JANUARY 15, 2005
VOLUME 2 NO. 1
 

Medical simulation centres: now for FPs, too

From suturing to catastrophe training, the trend in Canada is
to simulate and stimulate


Need a quick refresher course on your general suturing skills? Want to polish up your neonatal resuscitation techniques? Wish you could update your expertise in joint pain? Why not sign up for a medical simulation course in which you can safely upgrade your skills without having to fumble around on — or in — a live patient.

Virtual simulation labs have been around for several years. The first were adapted from airline industry simulations of in-flight crises that became a mandatory part of crew training. Dr David M Gaba, a professor of anesthesia at Stanford University School of Medicine in Palo Alto, CA, did the first medical adaptations using high-fidelity patient simulators in his own field of anesthesia. The idea caught on quickly. And now, with the availability of virtual patients from programs like SimMan and patient care task trainers, courses are popping up all over North America.

SIMULATION NATION
In Canada simulation centres linked with teaching hospitals are flourishing. The courses were traditionally aimed at trauma/emergency care, ICU, surgeons, anesthetist-related procedures and teaching medical students. But the courses are now branching out, becoming more available to community physicians as CME-type courses, as well as assessing foreign-trained doctors and nurses. This type of simulation program tends to be more low-tech and broad based. By all accounts, doctors are taking to them like fish to water.

A glimpse inside the simulation lab
Dr Al Thumbs nearly offs his (virtual) patient

Dr Al Thumbs* sat watching a video of himself carrying out a procedure he considered a 'no-brainer.' Suddenly, there he was, captured in living colour for posterity, making a life-threatening medical error. He had switched an acute care patient from an oxygen mask to a bag-type ventilator — without hooking up the oxygen tubing to the new mask. Luckily for Dr Thumbs and his patient, the whole event was virtual.

Inexperienced doctors rely on more experienced MDs to step in when the going gets tough. "This is good for the patient but bad for the doctor," says Dr Randy Wax of the Mount Sinai Human Simulation Program in Toronto. "Using training simulators, doctors can learn by making mistakes safely."

*Not his real name

Mount Sinai Hospital in Toronto is the leading centre for medical simulation. According to Dr Randy Wax, an intensivist and Medical Director of Mount Sinai's Human Simulation Program, there are two types of simulation programs on offer to physicians.

"The first type involves skills training, such as intubation, pelvic exams, resuscitations, new surgical skills — whatever that centre feels is relevant," he explains. "The second type focuses on the human factors involved in multidisciplinary teamwork: communication, decision-making, leadership — the global factors that keep a medical team at top efficiency." Both types of courses use simulators with trainers and mannequins that allow a case to be replayed and analysed.

US LAGS BEHIND
In the US, teaching hospitals aren't always associated with medical schools as they are in Canada, so medical simulation programs have been a little thin on the ground.
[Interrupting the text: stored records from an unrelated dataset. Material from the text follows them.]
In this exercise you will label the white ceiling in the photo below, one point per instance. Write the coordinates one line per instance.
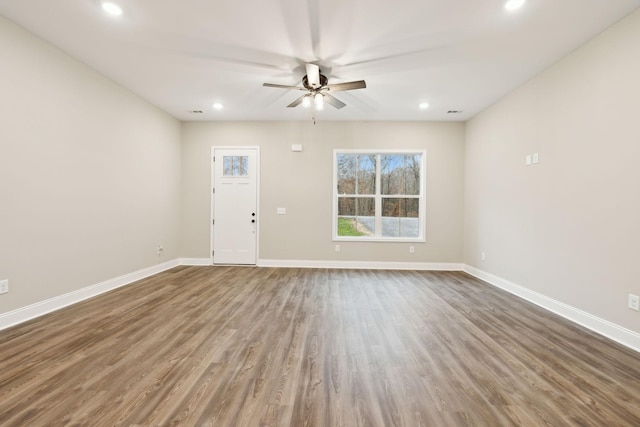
(184, 55)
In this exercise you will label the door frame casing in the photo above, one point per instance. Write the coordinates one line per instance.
(213, 198)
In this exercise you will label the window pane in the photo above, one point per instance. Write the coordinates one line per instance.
(346, 173)
(356, 216)
(242, 168)
(400, 217)
(366, 174)
(235, 165)
(356, 173)
(227, 166)
(400, 174)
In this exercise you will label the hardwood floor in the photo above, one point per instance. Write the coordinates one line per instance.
(234, 346)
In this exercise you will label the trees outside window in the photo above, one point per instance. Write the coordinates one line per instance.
(379, 195)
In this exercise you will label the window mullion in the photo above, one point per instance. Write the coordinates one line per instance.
(378, 200)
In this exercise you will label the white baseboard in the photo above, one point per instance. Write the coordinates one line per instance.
(195, 261)
(603, 327)
(369, 265)
(38, 309)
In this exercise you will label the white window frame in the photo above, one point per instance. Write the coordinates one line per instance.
(378, 198)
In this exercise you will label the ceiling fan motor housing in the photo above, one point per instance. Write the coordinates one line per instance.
(323, 82)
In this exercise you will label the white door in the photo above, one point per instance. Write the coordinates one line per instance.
(235, 215)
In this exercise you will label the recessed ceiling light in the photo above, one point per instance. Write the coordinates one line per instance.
(112, 8)
(514, 4)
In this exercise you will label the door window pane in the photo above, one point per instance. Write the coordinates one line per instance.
(235, 165)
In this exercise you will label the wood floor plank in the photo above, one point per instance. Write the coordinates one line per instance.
(223, 346)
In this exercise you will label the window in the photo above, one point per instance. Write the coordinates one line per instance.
(235, 166)
(379, 195)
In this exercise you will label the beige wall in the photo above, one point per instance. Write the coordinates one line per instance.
(89, 174)
(569, 227)
(302, 182)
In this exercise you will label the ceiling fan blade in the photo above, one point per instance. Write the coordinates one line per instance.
(333, 101)
(337, 87)
(313, 75)
(283, 86)
(297, 101)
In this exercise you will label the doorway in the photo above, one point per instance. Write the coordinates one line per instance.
(234, 224)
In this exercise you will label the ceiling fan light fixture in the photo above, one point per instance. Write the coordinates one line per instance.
(514, 4)
(111, 8)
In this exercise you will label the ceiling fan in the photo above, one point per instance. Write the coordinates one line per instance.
(318, 90)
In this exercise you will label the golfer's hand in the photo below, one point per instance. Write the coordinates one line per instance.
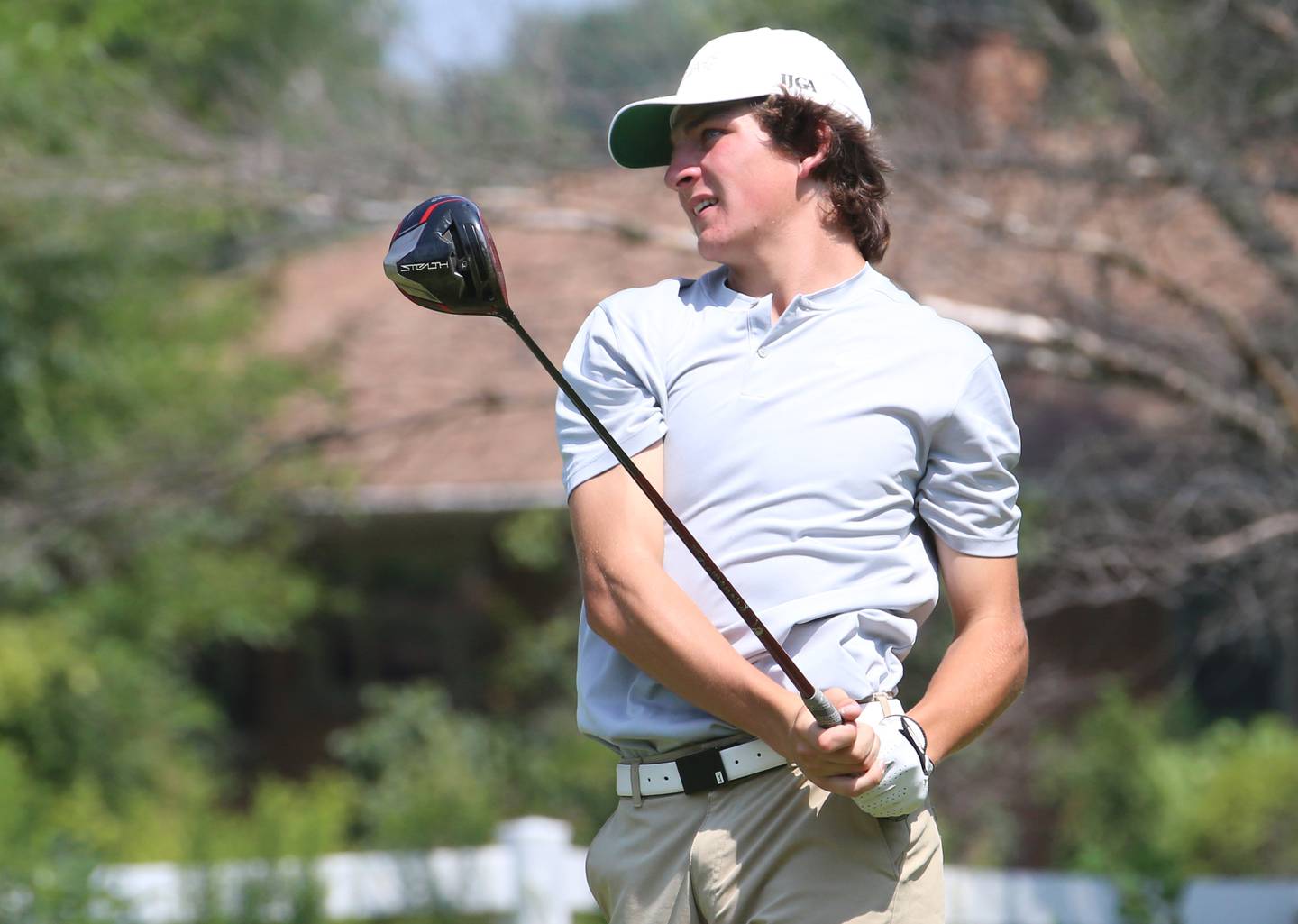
(843, 759)
(905, 767)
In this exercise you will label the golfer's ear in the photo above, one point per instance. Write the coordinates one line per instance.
(817, 157)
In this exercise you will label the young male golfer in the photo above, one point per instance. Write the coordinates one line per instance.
(834, 445)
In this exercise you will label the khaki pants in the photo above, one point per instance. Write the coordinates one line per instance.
(772, 849)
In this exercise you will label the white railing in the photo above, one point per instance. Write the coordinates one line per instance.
(535, 875)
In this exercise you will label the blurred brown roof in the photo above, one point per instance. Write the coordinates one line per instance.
(444, 413)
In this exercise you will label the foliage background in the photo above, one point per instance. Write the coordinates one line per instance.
(156, 164)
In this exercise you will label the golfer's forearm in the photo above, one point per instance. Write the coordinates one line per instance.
(645, 616)
(982, 673)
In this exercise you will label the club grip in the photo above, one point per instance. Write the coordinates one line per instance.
(825, 713)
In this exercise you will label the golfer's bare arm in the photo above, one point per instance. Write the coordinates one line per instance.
(636, 607)
(987, 663)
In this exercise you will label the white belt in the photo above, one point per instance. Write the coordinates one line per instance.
(710, 767)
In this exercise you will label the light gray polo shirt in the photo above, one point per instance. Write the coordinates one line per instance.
(806, 458)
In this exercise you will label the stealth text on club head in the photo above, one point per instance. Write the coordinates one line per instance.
(443, 257)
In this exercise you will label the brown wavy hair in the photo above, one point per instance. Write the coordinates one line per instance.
(853, 170)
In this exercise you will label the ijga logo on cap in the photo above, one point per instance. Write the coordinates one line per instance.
(796, 82)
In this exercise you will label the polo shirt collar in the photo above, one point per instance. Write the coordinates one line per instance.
(849, 291)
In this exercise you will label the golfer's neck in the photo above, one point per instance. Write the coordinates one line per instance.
(785, 270)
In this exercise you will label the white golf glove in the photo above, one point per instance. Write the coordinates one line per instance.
(902, 747)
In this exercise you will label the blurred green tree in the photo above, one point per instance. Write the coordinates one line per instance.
(143, 511)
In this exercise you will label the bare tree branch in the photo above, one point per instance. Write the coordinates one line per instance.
(1217, 176)
(1242, 338)
(1118, 360)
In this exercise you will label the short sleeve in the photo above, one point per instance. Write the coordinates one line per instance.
(968, 495)
(613, 369)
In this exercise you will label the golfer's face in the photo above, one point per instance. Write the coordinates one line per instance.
(734, 186)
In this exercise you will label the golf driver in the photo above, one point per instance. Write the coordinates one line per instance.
(442, 257)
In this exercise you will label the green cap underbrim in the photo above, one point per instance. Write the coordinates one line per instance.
(640, 136)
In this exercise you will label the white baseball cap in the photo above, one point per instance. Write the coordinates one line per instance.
(737, 67)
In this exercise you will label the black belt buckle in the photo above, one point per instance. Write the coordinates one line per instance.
(701, 771)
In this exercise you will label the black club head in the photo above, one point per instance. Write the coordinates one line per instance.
(443, 257)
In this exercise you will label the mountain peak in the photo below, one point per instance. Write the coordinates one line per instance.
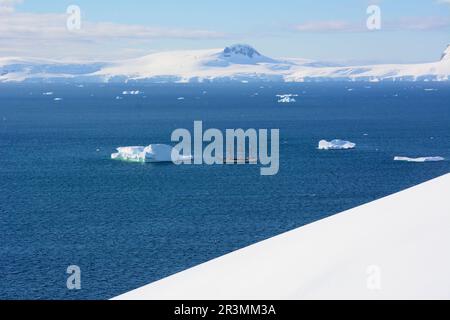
(242, 50)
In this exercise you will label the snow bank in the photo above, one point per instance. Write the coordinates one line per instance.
(336, 145)
(392, 248)
(421, 159)
(151, 153)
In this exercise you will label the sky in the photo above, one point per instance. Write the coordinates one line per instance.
(328, 30)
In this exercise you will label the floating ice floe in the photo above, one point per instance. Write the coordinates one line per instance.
(421, 159)
(151, 153)
(132, 92)
(287, 98)
(336, 145)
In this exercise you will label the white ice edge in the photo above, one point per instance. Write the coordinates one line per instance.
(405, 235)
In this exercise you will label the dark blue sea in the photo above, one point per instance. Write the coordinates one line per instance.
(64, 202)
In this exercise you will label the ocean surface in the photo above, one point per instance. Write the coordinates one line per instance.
(63, 201)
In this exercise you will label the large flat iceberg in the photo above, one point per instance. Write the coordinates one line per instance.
(336, 145)
(421, 159)
(151, 153)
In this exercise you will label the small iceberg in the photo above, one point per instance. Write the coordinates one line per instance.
(421, 159)
(336, 145)
(151, 153)
(287, 98)
(133, 92)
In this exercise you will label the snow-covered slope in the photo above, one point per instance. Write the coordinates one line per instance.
(234, 63)
(393, 248)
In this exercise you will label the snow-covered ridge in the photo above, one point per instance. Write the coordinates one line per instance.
(234, 63)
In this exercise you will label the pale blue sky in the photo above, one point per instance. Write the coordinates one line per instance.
(412, 30)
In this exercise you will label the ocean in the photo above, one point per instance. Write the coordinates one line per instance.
(64, 202)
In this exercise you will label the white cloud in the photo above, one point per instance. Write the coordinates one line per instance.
(405, 23)
(325, 26)
(7, 6)
(46, 35)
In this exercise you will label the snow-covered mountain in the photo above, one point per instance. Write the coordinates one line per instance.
(234, 63)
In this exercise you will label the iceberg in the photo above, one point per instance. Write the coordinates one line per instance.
(421, 159)
(151, 153)
(336, 145)
(287, 98)
(133, 92)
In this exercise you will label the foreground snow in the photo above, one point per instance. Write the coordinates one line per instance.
(393, 248)
(235, 63)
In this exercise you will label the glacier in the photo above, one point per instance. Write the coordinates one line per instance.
(240, 63)
(151, 153)
(336, 145)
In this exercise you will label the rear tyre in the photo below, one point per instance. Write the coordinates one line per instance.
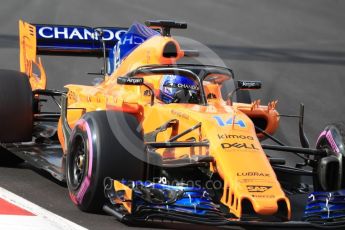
(331, 176)
(16, 106)
(95, 153)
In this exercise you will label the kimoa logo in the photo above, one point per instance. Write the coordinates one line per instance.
(231, 136)
(258, 188)
(238, 146)
(72, 33)
(258, 174)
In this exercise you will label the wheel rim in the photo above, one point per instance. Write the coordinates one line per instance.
(78, 164)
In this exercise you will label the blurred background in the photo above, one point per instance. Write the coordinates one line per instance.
(296, 48)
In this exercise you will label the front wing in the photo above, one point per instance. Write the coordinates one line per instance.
(137, 201)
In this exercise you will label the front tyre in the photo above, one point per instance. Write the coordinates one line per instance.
(94, 153)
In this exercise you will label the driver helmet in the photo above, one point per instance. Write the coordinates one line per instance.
(178, 89)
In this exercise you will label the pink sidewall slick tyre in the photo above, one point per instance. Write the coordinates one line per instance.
(95, 153)
(330, 170)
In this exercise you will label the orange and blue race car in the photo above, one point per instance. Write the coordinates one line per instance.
(158, 139)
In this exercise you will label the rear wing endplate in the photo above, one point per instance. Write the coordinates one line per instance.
(65, 40)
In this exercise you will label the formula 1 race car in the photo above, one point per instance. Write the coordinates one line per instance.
(158, 139)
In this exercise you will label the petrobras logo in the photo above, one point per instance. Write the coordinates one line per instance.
(77, 33)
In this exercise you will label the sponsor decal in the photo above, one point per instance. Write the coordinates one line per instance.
(230, 121)
(258, 174)
(258, 188)
(78, 33)
(130, 81)
(230, 136)
(180, 114)
(237, 145)
(263, 196)
(181, 85)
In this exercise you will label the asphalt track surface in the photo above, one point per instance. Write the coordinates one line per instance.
(297, 49)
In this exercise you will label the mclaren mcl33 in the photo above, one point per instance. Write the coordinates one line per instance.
(158, 139)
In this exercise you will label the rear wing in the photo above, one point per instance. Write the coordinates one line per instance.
(65, 40)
That's all about to change. An enterprising group of docs from a small hospital in Columbus, OH recently decided to put together a primarily non-surgical medical simulation training centre that should be up and running this spring. Not intended for medical students, this physician-funded facility will target working MDs and residents exclusively.

Developed by Dr Edward Bope, director of the Family Practice Residency at Riverside Methodist Hospital in Columbus, and Pamela Boyers, PhD, Riverside's director of medical education, the Virtual Care Unit will be the first non-military medical simulation centre in the US to follow a patient from emergency through the OR to the ICU.

Dr Boyers put together a team of cardiologists, surgeons, family physicians and internists to design the program, with special input from primary care docs who encouraged them to keep their focus on care of the whole person. A Laboratory Skills Centre, where docs can practise suturing, removing 'bumps and lumps,' pelvic exams, joint care, neonatal resuscitation, intubation and general microvascular techniques, will be included in the facility. This lab allows clinicians and residents to practise critical skills that they may encounter relatively rarely or to learn new procedures.